Obwohl der italienische Sportwagenbauer Ferrari seine Ursprünge im Rennsport hatte und  es verstand, sein auf den Strecken dieser Welt gewonnenes Renommee für die Entwicklung und Vermarktung straßentauglicher Coupés und Cabriolets zu nutzen, so gehörte es gleichfalls zur Modellpolitik, auf Reisekomfort und Innenraumluxus ausgerichtete 2+2-sitzige Gran Turismo zu konstruieren, die traditionell mit einem V12-Motor angeboten wurden und in dieser Hinsicht jeweils das Flaggschiff der Marke aus dem italienischen Maranello darstellten. Seit Mitte der 1960er Jahre arbeitete der Hersteller allerdings auch an einer Einstiegs-Baureihe, für die zunächst V6-Aggregate, in den 1970er Jahren schließlich Achtzylindermotoren Verwendung fanden. Besonderheit bei diesen zweisitzigen Ferrari Coupés und Cabriolets: Zur besseren Schwerpunktverteilung wurden ihre Motoren mittig eingebaut. Diese Konstruktionsweise übernahmen die Ingenieure aus dem Rennsport. In der Tradition dieser Mittelmotor-Modelle stand der Ferrari 458 Italia, der im Baujahr 2009 am Markt eingeführt wurde.
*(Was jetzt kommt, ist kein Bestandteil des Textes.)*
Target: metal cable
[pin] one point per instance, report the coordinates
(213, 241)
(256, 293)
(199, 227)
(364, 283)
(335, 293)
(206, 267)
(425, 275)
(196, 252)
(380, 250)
Der Ferrari 458 Italia wird zum Start der Modellreihe als Coupé vorgestellt

Während der Hersteller mit dem kurz zuvor präsentierten Ferrari California ein klassisch gestaltetes Cabriolet in seine V8-Baureihe aufgenommen hatte, dokumentierte das Design des Ferrari 458 Italia bereits nach Außen eher rennsportliche Ansprüche. Zwar blieben die Konturen des direkten Vorgängers Ferrari F430 auch beim 4,53 Meter langen, 1,94 Meter breiten und nur knapp 1,20 Meter flachen neuen V8-Mittelmotor-Modell erhalten. Doch beim Ferrari 458 Italia setzten die Gestalter noch konsequenter aerodynamische Erkenntnisse in Karosseriedesign um. Ziel der Entwickler bei Ferraris Hausdesigner Pininfarina: Ein System aus Lüftungsöffnungen, beweglichen Lamellen, Diffusoren in die Außenhaut des Ferrari 458 Italia so zu integrieren, dass ohne optische Störungen ein Optimum an Luftwiderstand, Andruck und Motorkühlung gewährleistet werden konnte.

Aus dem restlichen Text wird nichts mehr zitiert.